The rapporteur for North Macedonia, for her part, recalled that EU integration has been a long-lasting consensual and strategic objective for North Macedonia, transcending political and ethnic differences. “This much-awaited green light comes after the country has taken, in recent years, decisive -though difficult- steps to settle the ‘name issue’ and launch major reforms. Today’s achievement on the EU integration process is also the result of all major political parties’ ability to reach the necessary political agreements for the country to move forward, including with the recent adoption of a revised law on the Public Prosecutor’s Office”, said Ms Christoffersen.
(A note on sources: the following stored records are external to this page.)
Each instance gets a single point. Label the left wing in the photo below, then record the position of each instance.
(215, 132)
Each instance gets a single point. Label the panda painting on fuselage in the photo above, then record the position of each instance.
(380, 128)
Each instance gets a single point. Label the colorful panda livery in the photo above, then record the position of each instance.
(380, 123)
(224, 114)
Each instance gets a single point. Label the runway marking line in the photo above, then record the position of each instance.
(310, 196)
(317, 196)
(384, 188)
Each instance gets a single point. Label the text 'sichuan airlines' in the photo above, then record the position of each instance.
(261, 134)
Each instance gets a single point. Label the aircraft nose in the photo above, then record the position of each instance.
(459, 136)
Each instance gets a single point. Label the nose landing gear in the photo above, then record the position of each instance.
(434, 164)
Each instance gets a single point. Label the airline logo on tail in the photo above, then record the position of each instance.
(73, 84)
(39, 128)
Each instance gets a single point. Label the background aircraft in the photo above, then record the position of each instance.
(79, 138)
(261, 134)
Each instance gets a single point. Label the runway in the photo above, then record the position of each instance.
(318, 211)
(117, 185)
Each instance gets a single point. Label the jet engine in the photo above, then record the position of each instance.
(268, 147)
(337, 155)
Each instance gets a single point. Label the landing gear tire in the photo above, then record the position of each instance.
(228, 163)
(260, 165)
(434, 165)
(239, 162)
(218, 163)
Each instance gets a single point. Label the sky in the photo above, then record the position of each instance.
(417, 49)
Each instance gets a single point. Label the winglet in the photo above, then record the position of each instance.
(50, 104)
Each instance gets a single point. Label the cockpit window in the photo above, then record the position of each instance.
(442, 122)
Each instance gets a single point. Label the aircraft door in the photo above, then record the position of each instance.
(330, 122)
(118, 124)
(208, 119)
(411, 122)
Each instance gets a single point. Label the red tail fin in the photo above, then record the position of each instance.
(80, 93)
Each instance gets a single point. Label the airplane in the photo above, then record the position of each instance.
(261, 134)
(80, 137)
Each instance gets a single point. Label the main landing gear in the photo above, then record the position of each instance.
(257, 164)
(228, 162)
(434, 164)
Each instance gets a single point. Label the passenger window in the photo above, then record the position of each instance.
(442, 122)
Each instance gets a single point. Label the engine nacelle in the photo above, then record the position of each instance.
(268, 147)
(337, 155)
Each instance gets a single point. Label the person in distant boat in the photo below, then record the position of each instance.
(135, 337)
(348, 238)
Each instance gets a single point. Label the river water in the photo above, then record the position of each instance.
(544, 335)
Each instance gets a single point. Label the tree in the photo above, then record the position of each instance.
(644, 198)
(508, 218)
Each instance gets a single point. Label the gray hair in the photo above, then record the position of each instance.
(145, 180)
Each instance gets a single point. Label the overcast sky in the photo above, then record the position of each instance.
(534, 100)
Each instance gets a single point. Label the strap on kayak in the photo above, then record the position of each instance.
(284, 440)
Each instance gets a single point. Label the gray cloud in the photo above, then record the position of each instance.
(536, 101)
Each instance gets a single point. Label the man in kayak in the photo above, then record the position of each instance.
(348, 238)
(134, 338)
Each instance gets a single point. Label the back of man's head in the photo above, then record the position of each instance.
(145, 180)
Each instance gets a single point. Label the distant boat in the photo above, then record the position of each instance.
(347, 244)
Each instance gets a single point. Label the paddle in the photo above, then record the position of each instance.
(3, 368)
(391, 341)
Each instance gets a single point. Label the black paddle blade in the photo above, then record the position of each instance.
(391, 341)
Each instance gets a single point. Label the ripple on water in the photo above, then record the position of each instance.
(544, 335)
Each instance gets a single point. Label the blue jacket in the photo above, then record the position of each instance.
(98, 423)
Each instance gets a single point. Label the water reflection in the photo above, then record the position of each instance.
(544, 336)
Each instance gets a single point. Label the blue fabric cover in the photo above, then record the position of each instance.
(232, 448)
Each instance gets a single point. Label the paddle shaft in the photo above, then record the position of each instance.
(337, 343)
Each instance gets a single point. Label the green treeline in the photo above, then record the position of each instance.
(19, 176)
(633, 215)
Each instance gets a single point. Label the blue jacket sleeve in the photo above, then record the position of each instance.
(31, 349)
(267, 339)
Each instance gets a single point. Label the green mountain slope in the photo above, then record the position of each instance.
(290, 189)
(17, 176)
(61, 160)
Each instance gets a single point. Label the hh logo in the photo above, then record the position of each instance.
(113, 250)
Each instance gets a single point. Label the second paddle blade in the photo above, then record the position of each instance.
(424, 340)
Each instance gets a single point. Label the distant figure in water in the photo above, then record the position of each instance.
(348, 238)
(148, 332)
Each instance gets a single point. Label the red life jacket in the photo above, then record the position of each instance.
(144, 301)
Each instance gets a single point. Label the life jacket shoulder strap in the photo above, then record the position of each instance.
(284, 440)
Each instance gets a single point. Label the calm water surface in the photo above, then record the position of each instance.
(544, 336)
“I hope that this decision will boost the current reforms, including those expected in the framework of the Assembly’s post-monitoring dialogue with North Macedonia, namely the sustainability and functioning of democratic institutions, the independence of the judiciary, the fight against corruption, the consolidation of its electoral framework and the pursuance of inclusive policies aiming at securing the rights of minorities, as highlighted in the Assembly’s Resolution of October 2019”, she concluded.
But – is this the right moment to open these membership negotiations? The European Union is currently facing the most serious crisis ever and most observers agree that the basic functioning rules of the European institutions contribute largely to the lack of efficiency of the EU. Before operating another extension of the EU, it would make more sense to first reform the institutions, to render them more efficient and to set up what had been promised the day after the Brexit referendum back in 2016 – a new European project, with different orientations than today, with an efficient administration and a clear political decision structure which must be the European Parliament and not the European Council. Just adding new members, regardless of their merits to meet European standards, does not make much sense. It would be better to wait for the end of the current corona-crisis and then put European institutions on the benchmark, operate substantial changes in their organization and then, only then, re-consider any further extension. What would be the beauty of integrating new members in a non-functioning structure?